Nachfolgend findet ihr die wichtigsten Geometriewerte im Überblick:
Größe | S | M | L | XL |
---|---|---|---|---|
Oberrohr horiz. | 600 mm | 625 mm | 640 mm | 655 mm |
Kettenstreben | 426 mm | 426 mm | 426 mm | 426 mm |
Lenkwinkel | 68° | 68° | 68° | 68° |
Sitzwinkel | 73° | 73° | 73° | 73° |
Tretlagerhöhe | -25 mm | -25 mm | -25 mm | -25 mm |
Sitzrohrlänge | 400 mm | 440 mm | 480 mm | 530 mm |
Reach | 418 mm | 4442 mm | 458 mm | 475 mm |
Stack | 585 mm | 598 mm | 5614 mm | 630 mm |
Der Uphill
Da durch das lange Oberrohr die Sitzposition auf dem BH Lynx bereits durchaus als leicht gestreckt bezeichnet werden kann, waren wir froh an unserem Testbike von BH direkt lediglich einen 55 mm langen Vorbau vorzufinden (Serie 90 mm – sollte unbedingt immer getauscht werden!). In Kombination mit einem leicht nach vorn geschobenen Sattel nahmen wir mit einer Körpergröße von 180 cm zentral und äußerst komfortabel Platz. Da auch bei steilen Anstiegen das Vorderrad immer Bodenkontakt hielt, montierten wir im Laufe des Tests alle Spacer (3 cm) unterhalb des Vorbaus, was den Komfort bergauf und die Kontrolle bergab weiter erhöhte.

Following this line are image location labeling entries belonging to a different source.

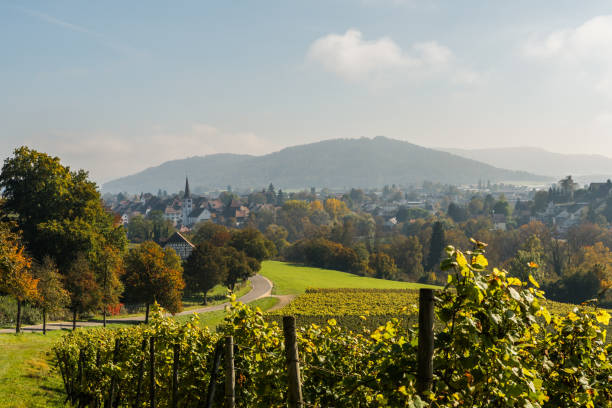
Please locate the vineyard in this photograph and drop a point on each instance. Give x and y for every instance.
(496, 345)
(356, 308)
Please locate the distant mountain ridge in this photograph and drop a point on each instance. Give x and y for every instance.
(540, 161)
(336, 163)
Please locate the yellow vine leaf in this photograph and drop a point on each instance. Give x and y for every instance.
(603, 317)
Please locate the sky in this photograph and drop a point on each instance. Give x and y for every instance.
(115, 87)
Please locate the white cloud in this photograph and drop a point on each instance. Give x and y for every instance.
(354, 59)
(585, 51)
(109, 155)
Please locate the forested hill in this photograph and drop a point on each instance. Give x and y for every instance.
(333, 163)
(587, 167)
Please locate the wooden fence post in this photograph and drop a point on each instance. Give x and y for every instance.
(152, 372)
(230, 375)
(111, 398)
(141, 372)
(210, 396)
(426, 338)
(293, 363)
(175, 367)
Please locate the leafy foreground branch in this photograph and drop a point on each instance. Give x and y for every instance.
(497, 346)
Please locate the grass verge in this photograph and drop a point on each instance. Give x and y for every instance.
(292, 279)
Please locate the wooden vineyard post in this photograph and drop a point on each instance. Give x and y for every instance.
(175, 367)
(141, 373)
(111, 398)
(293, 363)
(426, 338)
(152, 372)
(230, 375)
(210, 396)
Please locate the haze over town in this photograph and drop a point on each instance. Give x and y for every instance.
(116, 88)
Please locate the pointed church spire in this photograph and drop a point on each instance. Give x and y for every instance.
(187, 192)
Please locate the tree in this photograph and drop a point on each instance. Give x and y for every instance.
(436, 246)
(52, 296)
(108, 265)
(59, 211)
(85, 294)
(15, 276)
(335, 208)
(153, 274)
(457, 213)
(278, 235)
(209, 231)
(408, 255)
(501, 207)
(476, 206)
(382, 266)
(540, 200)
(529, 261)
(205, 268)
(239, 266)
(252, 243)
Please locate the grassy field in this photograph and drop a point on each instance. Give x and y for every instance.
(26, 376)
(291, 279)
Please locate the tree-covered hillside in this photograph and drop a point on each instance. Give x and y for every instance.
(333, 163)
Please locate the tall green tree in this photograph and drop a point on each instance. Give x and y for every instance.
(60, 211)
(382, 266)
(153, 274)
(108, 265)
(253, 243)
(52, 296)
(205, 268)
(239, 266)
(81, 283)
(15, 275)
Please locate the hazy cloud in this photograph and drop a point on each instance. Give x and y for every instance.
(583, 51)
(354, 59)
(110, 155)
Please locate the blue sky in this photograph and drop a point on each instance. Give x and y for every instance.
(115, 87)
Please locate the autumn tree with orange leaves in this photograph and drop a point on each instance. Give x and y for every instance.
(153, 274)
(15, 276)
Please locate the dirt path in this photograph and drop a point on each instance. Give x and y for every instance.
(261, 287)
(284, 300)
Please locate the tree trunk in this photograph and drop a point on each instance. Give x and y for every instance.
(18, 325)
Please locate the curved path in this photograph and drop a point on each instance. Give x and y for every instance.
(261, 287)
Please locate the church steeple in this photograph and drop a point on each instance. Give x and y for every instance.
(187, 192)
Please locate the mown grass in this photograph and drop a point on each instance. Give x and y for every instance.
(27, 377)
(292, 279)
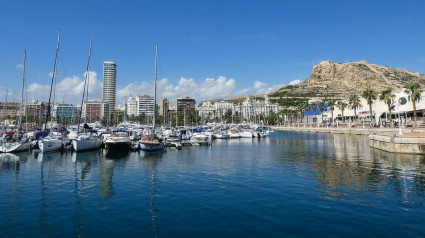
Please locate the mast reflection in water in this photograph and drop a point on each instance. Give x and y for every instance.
(290, 184)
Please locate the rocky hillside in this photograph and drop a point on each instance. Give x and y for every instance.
(338, 80)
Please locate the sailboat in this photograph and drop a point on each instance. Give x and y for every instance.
(88, 139)
(16, 142)
(152, 142)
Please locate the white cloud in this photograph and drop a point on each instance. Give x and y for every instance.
(296, 81)
(267, 90)
(259, 84)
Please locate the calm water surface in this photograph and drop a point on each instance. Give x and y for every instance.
(287, 185)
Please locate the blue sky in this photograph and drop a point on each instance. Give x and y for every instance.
(256, 46)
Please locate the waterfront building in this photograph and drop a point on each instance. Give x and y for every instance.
(251, 109)
(206, 110)
(9, 110)
(145, 105)
(163, 106)
(248, 110)
(63, 111)
(221, 108)
(35, 111)
(131, 106)
(109, 89)
(401, 110)
(185, 103)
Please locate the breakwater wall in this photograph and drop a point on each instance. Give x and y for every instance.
(345, 130)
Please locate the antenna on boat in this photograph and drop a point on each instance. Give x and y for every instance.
(23, 89)
(84, 89)
(53, 80)
(154, 87)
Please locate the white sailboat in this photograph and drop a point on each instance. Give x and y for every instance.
(88, 139)
(152, 142)
(15, 142)
(55, 141)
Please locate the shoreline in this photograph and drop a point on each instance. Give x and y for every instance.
(349, 131)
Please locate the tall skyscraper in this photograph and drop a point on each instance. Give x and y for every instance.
(109, 89)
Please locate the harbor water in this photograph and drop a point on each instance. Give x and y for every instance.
(287, 185)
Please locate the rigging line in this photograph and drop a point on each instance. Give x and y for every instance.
(84, 89)
(51, 85)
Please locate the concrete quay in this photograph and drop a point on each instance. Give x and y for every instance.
(412, 141)
(345, 130)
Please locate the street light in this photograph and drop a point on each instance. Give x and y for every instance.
(399, 121)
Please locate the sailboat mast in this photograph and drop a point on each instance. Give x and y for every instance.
(53, 80)
(84, 89)
(154, 87)
(23, 89)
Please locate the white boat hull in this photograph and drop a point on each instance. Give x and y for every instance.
(88, 144)
(151, 146)
(233, 136)
(52, 144)
(245, 134)
(10, 147)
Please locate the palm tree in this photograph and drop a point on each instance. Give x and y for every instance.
(415, 94)
(387, 96)
(300, 109)
(354, 100)
(369, 95)
(322, 108)
(341, 105)
(331, 104)
(314, 106)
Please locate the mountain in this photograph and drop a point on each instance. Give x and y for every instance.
(338, 80)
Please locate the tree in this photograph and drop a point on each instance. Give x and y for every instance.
(387, 95)
(322, 106)
(331, 105)
(341, 105)
(415, 95)
(300, 109)
(307, 108)
(314, 106)
(370, 95)
(354, 100)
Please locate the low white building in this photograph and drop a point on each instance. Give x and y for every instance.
(401, 106)
(248, 110)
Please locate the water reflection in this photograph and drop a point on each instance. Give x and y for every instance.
(10, 162)
(151, 159)
(346, 167)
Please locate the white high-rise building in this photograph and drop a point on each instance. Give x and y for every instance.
(145, 105)
(109, 88)
(132, 106)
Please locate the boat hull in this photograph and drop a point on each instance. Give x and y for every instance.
(245, 134)
(11, 147)
(118, 145)
(151, 146)
(92, 144)
(52, 145)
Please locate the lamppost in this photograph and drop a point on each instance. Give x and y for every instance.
(399, 121)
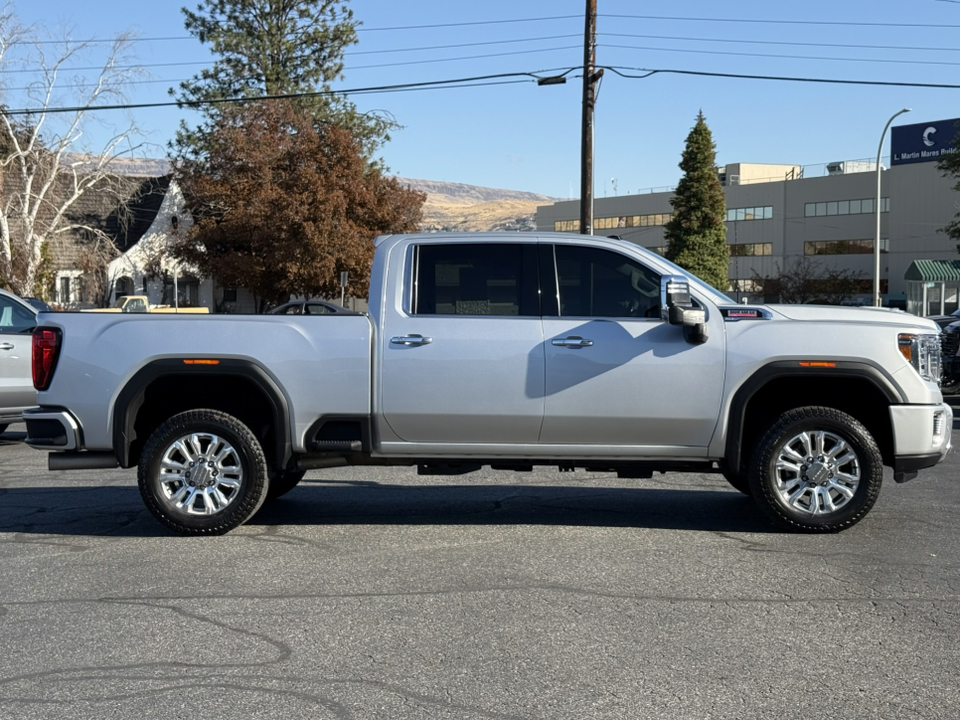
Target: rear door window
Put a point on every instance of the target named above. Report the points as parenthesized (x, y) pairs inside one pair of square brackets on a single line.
[(603, 283), (477, 279)]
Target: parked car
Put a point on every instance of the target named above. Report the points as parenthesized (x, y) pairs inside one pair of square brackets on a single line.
[(943, 320), (309, 307), (140, 304), (503, 349), (38, 304), (17, 320)]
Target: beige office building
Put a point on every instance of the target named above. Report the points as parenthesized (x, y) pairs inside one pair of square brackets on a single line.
[(776, 213)]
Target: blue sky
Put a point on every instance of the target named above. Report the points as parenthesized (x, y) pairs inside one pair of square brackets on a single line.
[(524, 137)]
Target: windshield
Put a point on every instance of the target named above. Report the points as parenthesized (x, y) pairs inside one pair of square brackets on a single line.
[(696, 283)]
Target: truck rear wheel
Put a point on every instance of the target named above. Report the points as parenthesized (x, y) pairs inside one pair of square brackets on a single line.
[(203, 472), (816, 470)]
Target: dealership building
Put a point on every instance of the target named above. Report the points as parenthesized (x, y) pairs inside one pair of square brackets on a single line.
[(777, 214)]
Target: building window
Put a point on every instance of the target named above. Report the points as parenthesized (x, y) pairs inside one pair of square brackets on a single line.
[(754, 213), (745, 285), (844, 247), (845, 207), (187, 292), (751, 249), (616, 222), (567, 226)]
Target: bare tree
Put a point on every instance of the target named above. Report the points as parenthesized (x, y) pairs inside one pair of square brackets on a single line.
[(47, 164), (805, 280)]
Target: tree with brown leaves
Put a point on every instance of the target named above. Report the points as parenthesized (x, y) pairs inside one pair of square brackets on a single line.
[(282, 206)]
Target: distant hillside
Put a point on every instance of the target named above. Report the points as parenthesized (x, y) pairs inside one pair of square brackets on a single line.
[(469, 208)]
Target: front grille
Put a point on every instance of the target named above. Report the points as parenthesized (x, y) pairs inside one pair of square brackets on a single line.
[(949, 344)]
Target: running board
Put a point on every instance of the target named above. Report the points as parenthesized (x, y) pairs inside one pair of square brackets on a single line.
[(82, 461)]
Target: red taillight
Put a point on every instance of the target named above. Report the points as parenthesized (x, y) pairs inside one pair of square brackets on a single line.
[(46, 350)]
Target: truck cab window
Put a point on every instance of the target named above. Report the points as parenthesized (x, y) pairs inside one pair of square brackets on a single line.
[(16, 319), (601, 283), (477, 279)]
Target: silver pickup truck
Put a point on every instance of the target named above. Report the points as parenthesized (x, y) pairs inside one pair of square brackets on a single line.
[(508, 350)]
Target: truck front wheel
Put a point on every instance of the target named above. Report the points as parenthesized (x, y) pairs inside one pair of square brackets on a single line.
[(203, 473), (816, 470)]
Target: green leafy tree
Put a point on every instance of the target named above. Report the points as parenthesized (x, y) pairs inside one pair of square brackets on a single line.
[(273, 47), (696, 236), (282, 206), (949, 165)]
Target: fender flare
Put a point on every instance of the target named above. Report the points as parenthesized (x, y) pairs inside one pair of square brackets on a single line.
[(131, 398), (791, 368)]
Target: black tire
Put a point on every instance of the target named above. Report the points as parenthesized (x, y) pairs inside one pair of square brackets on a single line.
[(224, 486), (738, 482), (847, 476), (283, 482)]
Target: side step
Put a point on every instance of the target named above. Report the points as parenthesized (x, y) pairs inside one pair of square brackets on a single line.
[(336, 446), (82, 461)]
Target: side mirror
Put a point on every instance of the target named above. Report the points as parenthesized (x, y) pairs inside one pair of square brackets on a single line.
[(676, 308)]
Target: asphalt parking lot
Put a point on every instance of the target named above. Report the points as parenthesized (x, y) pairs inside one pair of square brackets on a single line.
[(376, 593)]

Das wir von der Performance des Split Pivot-Hinterbaus nicht negativ überrascht werden würden, darüber waren wir uns fast sicher und – wurden auch nicht enttäuscht. Auch ohne das Aktivieren einer zusätzlichen Plattformdämpfung zeigt er sich erstaunlich antriebsneutral, wippt nur im extremen Wiegetritt und sackt auch bei steilen Anstiegen nicht weg. Gleichzeitig bietet er viel Traktion und nimmt so auch technisch anspruchsvollen Anstiegen ihren Schrecken. Ein Grund mehr weshalb wir uns fragen, weshalb BH das Rad mit diesem unschönen und schwer zu bedienenden Remote-Hebel ausgestattet hat.
Die Abfahrtsqualitäten
Klar 120 mm Federweg sind lediglich 120 mm Federweg und wer auf der Suche nach einem plüschen Enduro-Fahrwerk ist, wird hier sicher nicht fündig. Die 120 mm nutzt der Hinterbau jedoch so effektiv, das man als Fahrer schnell meint, auf einem deutlich potenteren Rad unterwegs zu sein. Das liegt zum einen am sehr sensiblen Ansprechverhalten, zum anderen aber auch an der stark ausgeprägten Endprogression die Durchschläge nahezu unmöglich macht. Gepaart mit der gelungenen Geometrie und dem stimmigen Cockpit ergibt sich ein insgesamt sehr verspieltes, agiles Handling das dennoch auch eine gehörige Portion Laufruhe vermittelt. Sucht man am Lynx eine Schwachstelle, dann ist diese die Federgabel. Und das liegt nicht daran, dass wir nicht das Kashima-Modell getestet haben, sondern am Umstand, dass die FOX 32, mit ihren 120 mm Federweg, mit der Performance des Hinterbaus schlicht etwas überfordert ist. Um das volle Potential des Bikes auszuschöpfen würden wir eine FOX 34 mit 130 mm Federweg empfehlen.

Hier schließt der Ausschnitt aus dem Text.